Whether it is, “the capital F will always be this shape” or “the list of ingredients will always have the ingredient name aligned left and the quantity aligned right”, filtering out these invariant rules into a separate file is a key part of structuring content.
Thus designing a content structure, regardless of the domain you choose to work in, essentially consists of identifying the places in the content where we can separate out these invariant properties into separate structures, and where doing so will contribute to the core goal of structured writing, which is to make content better.
Using constraints to improve efficiency
Writing a document in a vector graphics program is certainly better than trying to write it in a paint program, but it is hardly ideal for writing long documents. This is why most of us use tools designed specifically for writing documents.

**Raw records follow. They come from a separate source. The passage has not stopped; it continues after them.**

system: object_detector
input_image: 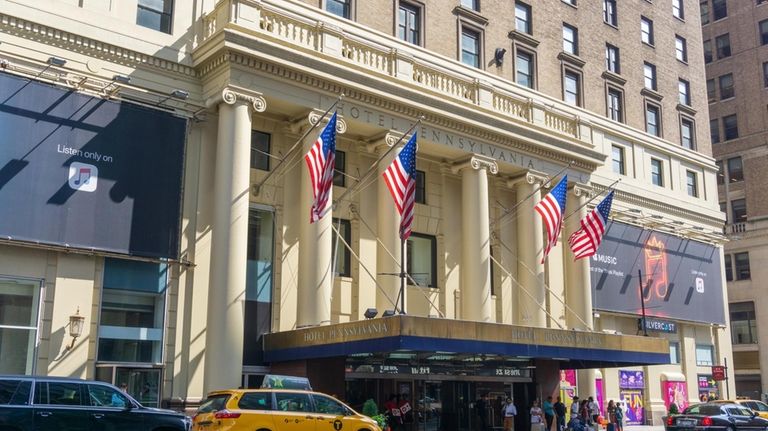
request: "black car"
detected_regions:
[0,376,191,431]
[664,403,768,431]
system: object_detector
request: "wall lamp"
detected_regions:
[67,307,85,350]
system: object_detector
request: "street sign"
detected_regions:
[712,365,726,382]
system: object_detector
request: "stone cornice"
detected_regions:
[451,154,499,175]
[0,13,196,77]
[205,84,267,112]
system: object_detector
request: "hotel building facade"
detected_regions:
[0,0,735,429]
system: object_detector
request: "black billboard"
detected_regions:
[590,221,725,324]
[0,73,186,258]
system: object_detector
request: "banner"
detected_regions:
[590,221,725,324]
[619,389,645,425]
[0,73,186,258]
[661,381,688,412]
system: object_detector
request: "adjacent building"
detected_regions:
[0,0,734,429]
[701,0,768,399]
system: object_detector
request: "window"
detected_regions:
[325,0,352,19]
[406,233,437,287]
[718,73,734,100]
[707,79,717,103]
[763,62,768,87]
[723,114,739,141]
[733,251,752,280]
[696,344,715,366]
[563,23,579,55]
[704,39,712,63]
[699,0,709,25]
[643,63,656,90]
[709,120,720,144]
[685,171,699,198]
[611,145,626,175]
[515,1,531,34]
[515,50,533,88]
[97,258,168,363]
[759,19,768,45]
[605,44,621,73]
[251,130,272,171]
[645,103,661,136]
[715,33,731,60]
[731,199,747,223]
[333,150,347,187]
[669,341,680,364]
[672,0,685,19]
[715,160,725,186]
[677,79,691,106]
[603,0,619,26]
[680,117,696,150]
[640,16,653,45]
[136,0,173,34]
[461,28,480,67]
[414,170,427,204]
[608,88,624,123]
[651,159,664,187]
[397,1,421,45]
[0,278,40,374]
[675,36,688,63]
[331,218,352,277]
[728,156,744,183]
[563,70,581,106]
[728,302,757,344]
[712,0,728,21]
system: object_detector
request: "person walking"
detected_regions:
[541,395,555,431]
[501,398,517,431]
[554,397,566,431]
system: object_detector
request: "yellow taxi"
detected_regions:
[192,388,381,431]
[710,398,768,419]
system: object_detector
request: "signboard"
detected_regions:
[619,370,645,389]
[0,73,186,258]
[590,221,725,324]
[640,317,677,334]
[712,365,726,382]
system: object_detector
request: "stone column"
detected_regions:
[512,172,547,328]
[565,184,594,331]
[371,132,408,315]
[203,86,267,392]
[296,111,346,328]
[453,154,499,322]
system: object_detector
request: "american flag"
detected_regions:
[533,175,568,263]
[382,133,416,240]
[568,191,613,259]
[304,113,336,223]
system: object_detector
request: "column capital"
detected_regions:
[205,84,267,112]
[451,154,499,175]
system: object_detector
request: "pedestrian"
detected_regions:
[554,397,566,431]
[587,397,600,424]
[475,394,488,431]
[541,395,555,431]
[501,398,517,431]
[530,399,544,431]
[613,401,624,431]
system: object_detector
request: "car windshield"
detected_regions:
[197,394,229,413]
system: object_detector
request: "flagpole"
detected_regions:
[254,93,344,194]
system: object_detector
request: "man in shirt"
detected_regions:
[501,398,517,431]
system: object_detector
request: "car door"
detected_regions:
[86,383,144,431]
[274,391,317,431]
[33,381,90,431]
[312,394,361,431]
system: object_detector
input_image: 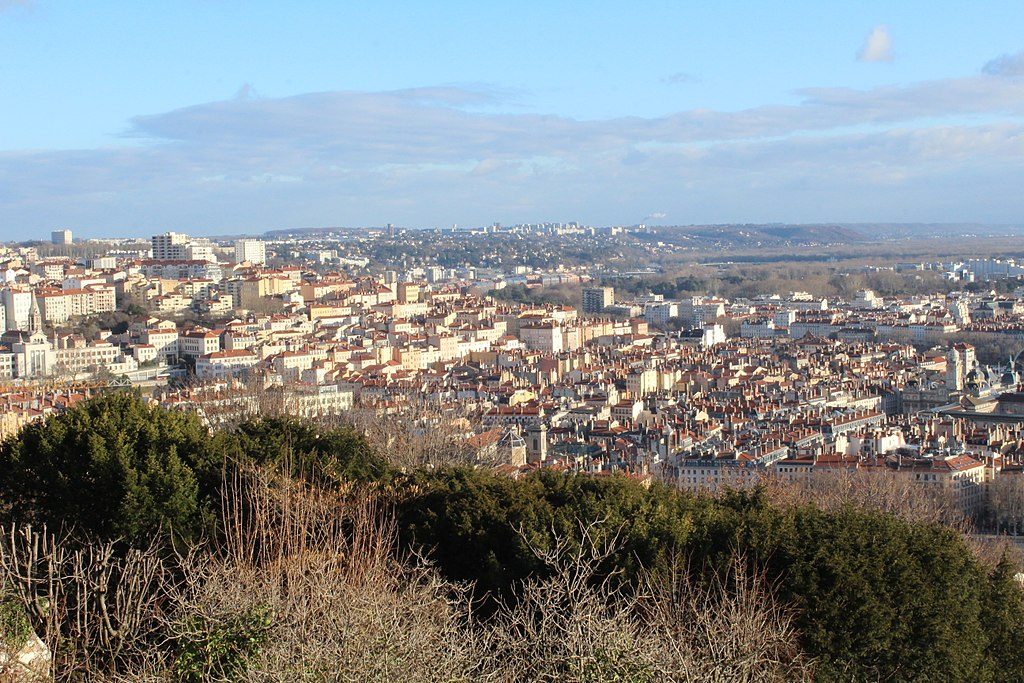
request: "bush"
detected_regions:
[401,470,1024,681]
[0,392,211,544]
[174,608,271,683]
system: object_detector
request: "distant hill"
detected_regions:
[656,223,870,246]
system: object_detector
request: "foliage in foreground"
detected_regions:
[401,469,1024,681]
[0,393,1024,681]
[0,472,810,683]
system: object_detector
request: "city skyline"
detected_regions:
[0,1,1024,240]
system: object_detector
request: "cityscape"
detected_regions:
[0,0,1024,683]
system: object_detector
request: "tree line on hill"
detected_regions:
[0,392,1024,681]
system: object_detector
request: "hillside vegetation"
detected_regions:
[0,393,1024,681]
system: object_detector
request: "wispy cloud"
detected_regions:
[662,71,700,85]
[0,0,33,12]
[0,52,1024,238]
[857,24,893,61]
[982,51,1024,77]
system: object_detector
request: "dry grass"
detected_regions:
[0,471,810,683]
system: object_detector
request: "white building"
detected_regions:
[50,229,72,245]
[234,240,266,265]
[0,287,32,330]
[150,232,188,261]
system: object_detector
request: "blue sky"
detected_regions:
[0,0,1024,239]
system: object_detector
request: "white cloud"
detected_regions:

A vector graphics program knows nothing about the document domain. It works purely in the media domain, and pretty much lets you put shapes and text boxes anywhere you like. This give you enormous freedom, but it also makes you do a lot of extra work if what you want to create is a typical document that is basically one long text flow with some headings and graphics thrown in.
Word processors and desktop publishing programs make it easier to create documents by introducing some document domain constraints, as well as some higher-level tools for managing large text flows. A document consists of a series of pages that have margins and contain text flows. Text flows are made up of blocks (paragraphs, headings), inside of which text flows. Common features like tables are supported as objects than can exist in text flows. Text flows may cross page boundaries. New pages are created automatically as text expands.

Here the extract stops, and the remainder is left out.